Kotak Mahindra Bank - Low Cost Liability Banking Franchise

I happened to chance upon some interesting data points on Kotak Mahindra Bank while doing research for my Coffee Can Portfolio and comparing different Banks/NBFCs.

I’m sharing the same here along with my observations:

Please note my observations are till FY19 only and sharing them here only to arouse discussion on the market fancy and valuation for this bank vis a vis peers. Personally, I find Kotak Mahindra Bank to be one of the best banks in India with top-notch management but it’s financial metrics do not reflect market leading characteristics:

The banks/NBFCs chosen for comparison are ones with loan book growth > 15% on a 10,5,3, last year basis and RoE > 15% each year for last 10 years (might have given benefit of doubt for one/two years here or there for a particular Bank/NBFC). Hence, the following make the cut

HDFC Bank
Bandhan Bank
Indusind Bank
Bajaj Finance

Prima facie, Kotak Mahindra Bank’s recent growth and financial metrics appear to be inferior when compared with any other leading Bank/NBFC.

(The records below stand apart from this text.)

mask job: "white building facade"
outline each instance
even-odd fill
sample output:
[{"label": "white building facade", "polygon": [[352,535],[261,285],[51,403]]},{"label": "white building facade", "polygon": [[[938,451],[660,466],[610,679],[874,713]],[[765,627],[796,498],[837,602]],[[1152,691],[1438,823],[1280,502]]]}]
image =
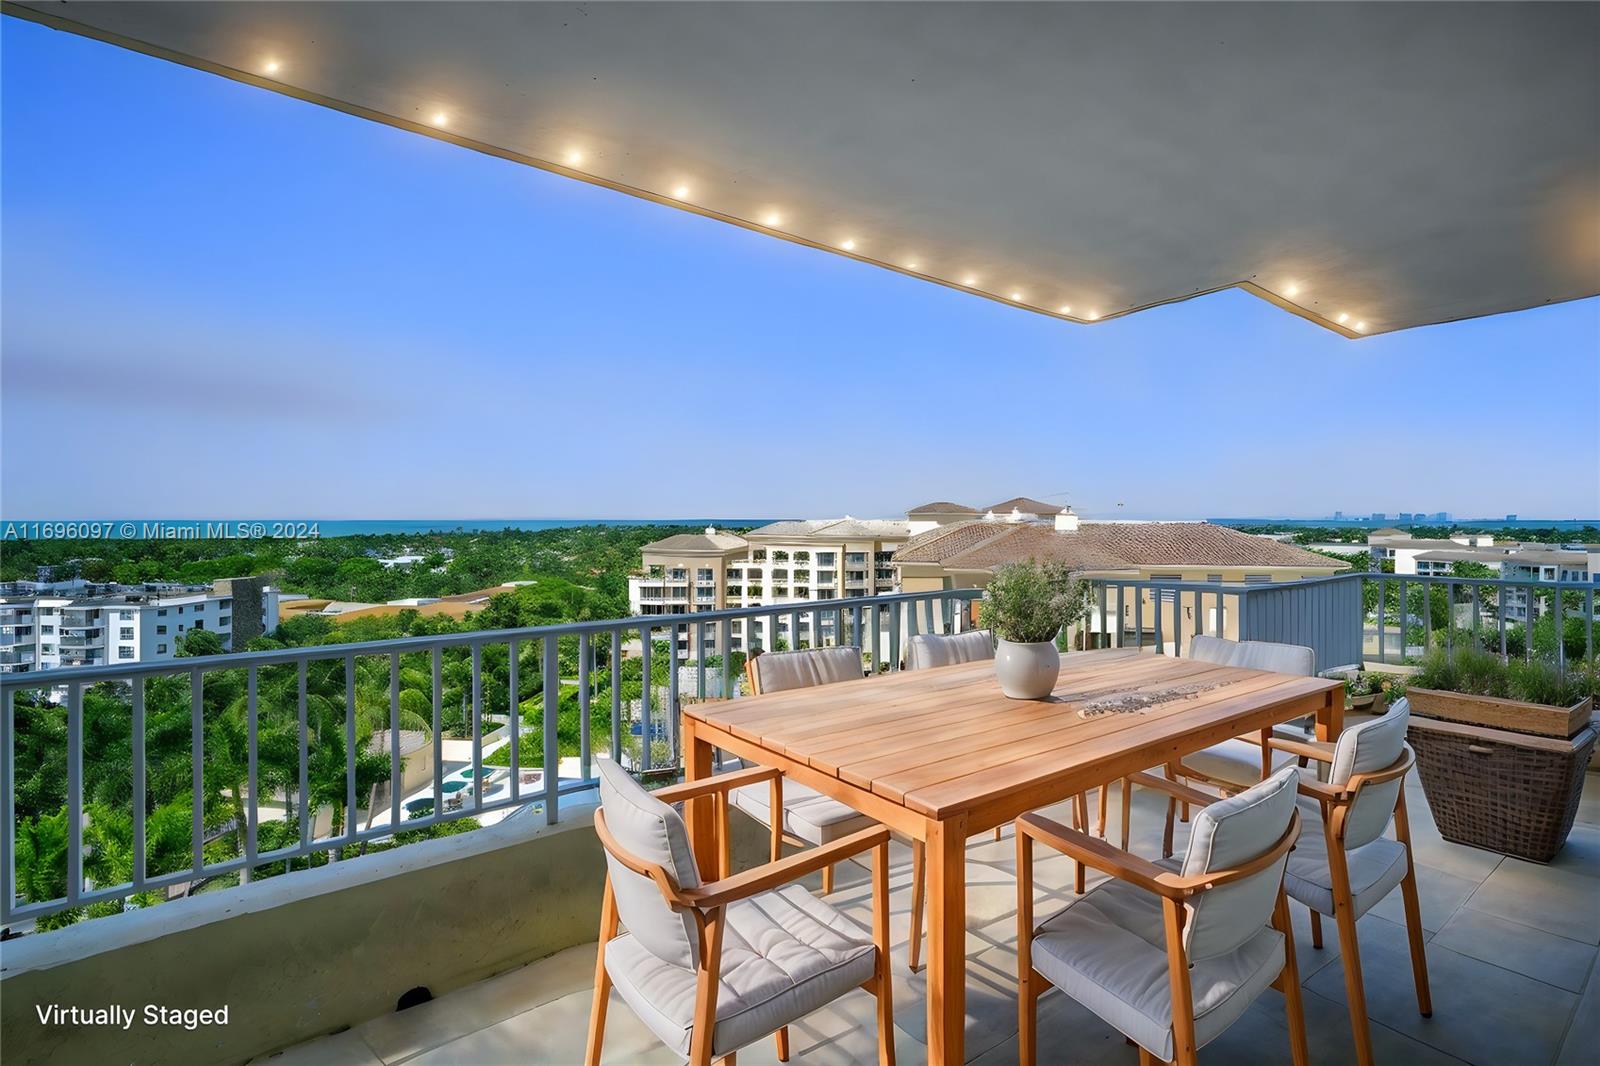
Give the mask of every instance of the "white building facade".
[{"label": "white building facade", "polygon": [[[278,590],[259,586],[260,616],[240,626],[235,585],[162,587],[15,582],[0,587],[0,672],[149,662],[177,655],[197,631],[233,650],[236,631],[278,627]],[[254,602],[257,597],[250,597]],[[248,638],[247,638],[248,639]]]}]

  1. Kotak’s loan book growth has slowed down considerably in the past 10 years from 30% CAGR to 17-18% levels which is currently the slowest amongst all peers

  2. Kotak has the worst Return on Equity across all peers not only for last few years but also avg RoE for last 10 years is sub 15%

The management has mentioned this in their Annual Report 18-19 regarding low RoEs:

“The Group’s return on average networth was 13.34% for FY 2019 compared to 13.47% for FY 2018. One of the key reasons for low ROE of the group is low leverage (debt-to-equity) ratio. The Bank has been conservative and has been maintaining high capital adequacy
ratio which results in low return on equity.”

Whatever said and done about Kotak management approach, other leading Banks/NBFCs have been able to grow faster with better return profiles

Basant Maheshwari tweeted this about RoEs for a company - (definitely not infering Kotak falls in crooks category, but definitely infering it doesn’t fall in market leaders category)

  1. As a fallout of maintaining high capital adequacy, the management does not like to distribute meaningful dividends and only gives token dividends 2-3% payout. Even the super fast growing Bajaj Finance has much higher payout

  2. Asset Quality - This is where Kotak compares favorably with most lenders in terms of NPA ratios but still falls behind market leading book quality of HDFC Bank and is not a clear market leader in terms of asset quality as well. Both Bandhan Bank and Bajaj Finance have an equally good quality of book

  3. Valuation - Now given all of the above, this is the final piece of the jigsaw which should help explain where and why Kotak’s stands compared to peers. However, when it comes to valuations Kotak appears to be the most expensive bank given it’s lower loan book growth, lower Return on Equity, lower Dividend when compared to other Banks/NBFCs.

I’ve used the P/E ratio for valuation here, but even if you use the P/B measure you’ll find it to be more expensive than likes of HDFC Bank, Indusind Bank which is extremely puzzling.

The only joker in the pack for Kotak I can think of is the AMC and Insurance business which the market has taken a lot of fancy for and can explain such high valuations with inferior growth / return metrics.